Press Releases

WASHINGTON - U.S. Senators John Boozman (R-AR) and Jacky Rosen (D-NV) introduced bipartisan legislation to help address the nationwide physician shortage. The Physicians for Underserved Areas Act would update the Graduate Medical Education (GME) slot process following a hospital closure by directing federally-funded medical residency slots to areas where doctors are most needed. 

“In rural states like Arkansas, the shortage of primary care physicians and specialty doctors creates a health care delivery challenge. The Physicians for Underserved Areas Act is part of the solution to bridge this gap and encourage more medical school graduates to practice in rural areas. I’m pleased to continue advancing proposals to ensure all Americans, no matter where they live, get the care they need,” Boozman said.

“Nevada currently ranks 48th in the nation when it comes to primary care physicians per capita, and this shortage has had a dire impact on Nevadans’ ability to seek health care,” Rosen said. “This bipartisan legislation will help add to the number of medical residency slots available for Nevada hospitals and encourage more doctors to come practice in our state, including in communities which previously have been underserved.”

“The physician shortage continues to be a significant problem across the nation but it’s especially alarming in rural states like Arkansas,” said Cam Patterson, M.D., MBA, chancellor of the University of Arkansas for Medical Sciences (UAMS) and CEO of UAMS Health. “More than two-thirds of the 75 counties in our state include federally designated Primary Care Health Professional Shortage Areas. Primary care physician shortages are expected to increase substantially as our state’s population continues to age and require more medical care, and as more seek primary care services. We are extremely grateful to Sen. Boozman and Sen. Rosen for their introduction of the Physicians for Underserved Areas Act. Sen. Boozman has been a longtime champion of Graduate Medical Education, working closely with UAMS toward our common goal of ensuring that all Arkansans, no matter where they live, have access to health care. The addition of residency positions where they are needed most will improve the chances for physicians to stay in Arkansas after completing residency because data show that physicians are more likely to practice within 50 miles of their final residency training.” 

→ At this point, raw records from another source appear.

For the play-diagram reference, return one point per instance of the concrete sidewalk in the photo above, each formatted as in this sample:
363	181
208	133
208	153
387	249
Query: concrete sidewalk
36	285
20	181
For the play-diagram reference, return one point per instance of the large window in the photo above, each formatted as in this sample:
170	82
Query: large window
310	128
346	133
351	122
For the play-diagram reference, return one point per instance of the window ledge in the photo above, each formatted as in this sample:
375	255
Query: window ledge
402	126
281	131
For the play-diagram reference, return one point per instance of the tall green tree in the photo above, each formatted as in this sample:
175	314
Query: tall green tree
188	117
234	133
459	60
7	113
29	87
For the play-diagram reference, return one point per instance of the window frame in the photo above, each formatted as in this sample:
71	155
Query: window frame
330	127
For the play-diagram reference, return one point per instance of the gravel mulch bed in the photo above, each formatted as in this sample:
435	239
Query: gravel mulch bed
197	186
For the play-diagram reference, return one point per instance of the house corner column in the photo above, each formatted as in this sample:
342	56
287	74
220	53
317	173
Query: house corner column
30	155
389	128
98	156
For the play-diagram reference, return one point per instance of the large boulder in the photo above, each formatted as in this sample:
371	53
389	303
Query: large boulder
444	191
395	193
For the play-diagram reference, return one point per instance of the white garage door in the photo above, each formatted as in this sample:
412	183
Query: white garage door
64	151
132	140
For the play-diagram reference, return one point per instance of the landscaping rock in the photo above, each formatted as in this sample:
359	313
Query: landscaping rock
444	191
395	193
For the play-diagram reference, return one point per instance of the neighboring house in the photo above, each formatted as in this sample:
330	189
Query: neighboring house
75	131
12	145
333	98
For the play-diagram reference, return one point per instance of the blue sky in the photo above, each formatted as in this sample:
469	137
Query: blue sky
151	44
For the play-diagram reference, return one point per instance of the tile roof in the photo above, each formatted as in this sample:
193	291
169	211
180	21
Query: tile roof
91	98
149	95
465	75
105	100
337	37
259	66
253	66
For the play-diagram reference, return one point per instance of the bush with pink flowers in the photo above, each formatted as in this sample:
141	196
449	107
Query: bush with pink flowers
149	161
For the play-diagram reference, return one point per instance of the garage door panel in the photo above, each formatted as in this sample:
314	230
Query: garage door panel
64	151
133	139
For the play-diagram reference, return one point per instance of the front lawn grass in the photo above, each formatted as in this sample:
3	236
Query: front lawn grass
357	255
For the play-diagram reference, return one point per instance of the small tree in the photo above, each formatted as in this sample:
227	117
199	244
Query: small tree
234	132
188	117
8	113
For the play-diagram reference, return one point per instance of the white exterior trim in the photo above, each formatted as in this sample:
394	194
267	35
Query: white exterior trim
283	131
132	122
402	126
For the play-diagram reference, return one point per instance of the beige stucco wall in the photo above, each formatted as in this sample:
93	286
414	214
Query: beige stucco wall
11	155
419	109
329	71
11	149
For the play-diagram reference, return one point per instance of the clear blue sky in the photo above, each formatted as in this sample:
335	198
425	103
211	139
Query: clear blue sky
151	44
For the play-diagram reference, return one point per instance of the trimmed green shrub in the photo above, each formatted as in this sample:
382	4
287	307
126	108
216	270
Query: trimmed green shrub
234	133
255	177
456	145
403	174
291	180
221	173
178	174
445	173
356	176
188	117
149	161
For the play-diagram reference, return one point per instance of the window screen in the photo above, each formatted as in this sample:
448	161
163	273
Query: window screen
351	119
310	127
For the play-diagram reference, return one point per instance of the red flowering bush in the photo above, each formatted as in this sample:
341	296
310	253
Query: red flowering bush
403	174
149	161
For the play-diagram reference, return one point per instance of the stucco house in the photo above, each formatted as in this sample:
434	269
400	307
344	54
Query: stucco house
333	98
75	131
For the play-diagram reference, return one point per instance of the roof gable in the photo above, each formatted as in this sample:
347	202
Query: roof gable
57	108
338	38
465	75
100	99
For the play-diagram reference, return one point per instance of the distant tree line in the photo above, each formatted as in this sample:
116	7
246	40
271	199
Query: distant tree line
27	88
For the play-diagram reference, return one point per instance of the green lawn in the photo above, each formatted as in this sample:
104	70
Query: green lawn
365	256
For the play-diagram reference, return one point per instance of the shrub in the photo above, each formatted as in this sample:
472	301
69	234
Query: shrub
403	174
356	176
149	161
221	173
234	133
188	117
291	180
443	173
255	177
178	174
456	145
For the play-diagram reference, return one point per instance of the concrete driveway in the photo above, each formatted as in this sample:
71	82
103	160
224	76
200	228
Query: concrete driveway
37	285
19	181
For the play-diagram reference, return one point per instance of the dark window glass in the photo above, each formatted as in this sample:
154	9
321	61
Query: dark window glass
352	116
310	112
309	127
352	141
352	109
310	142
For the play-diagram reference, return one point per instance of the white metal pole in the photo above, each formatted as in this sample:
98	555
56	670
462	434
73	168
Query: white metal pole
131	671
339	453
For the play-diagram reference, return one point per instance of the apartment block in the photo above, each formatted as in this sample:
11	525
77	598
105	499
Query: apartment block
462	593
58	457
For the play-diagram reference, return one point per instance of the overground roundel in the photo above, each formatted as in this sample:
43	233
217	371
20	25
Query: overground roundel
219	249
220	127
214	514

The Physicians for Underserved Areas Act would:

  • Revise the GME process to give medical residency programs in areas with physician shortages a greater chance of gaining available residency slots after hospital closures elsewhere in the country;
  • Prioritize keeping medical residency slots local and within the same state when hospitals close; and
  • Update the requirement for quickly filling GME slots.

This legislation continues Boozman’s commitment to addressing the growing shortage of primary and specialty care physicians in Arkansas. In February, Boozman and Rosen teamed up to introduce the Resident Education Deferred Interest (REDI) Act to help ease the financial burden on medical and dental students. Last year, the senator introduced the Physician Shortage Reduction Act of 2021, legislation to significantly increase Medicare-supported doctor training slots. That followed efforts during the 116th Congress to gradually lift the caps on Medicare-supported doctor training slots.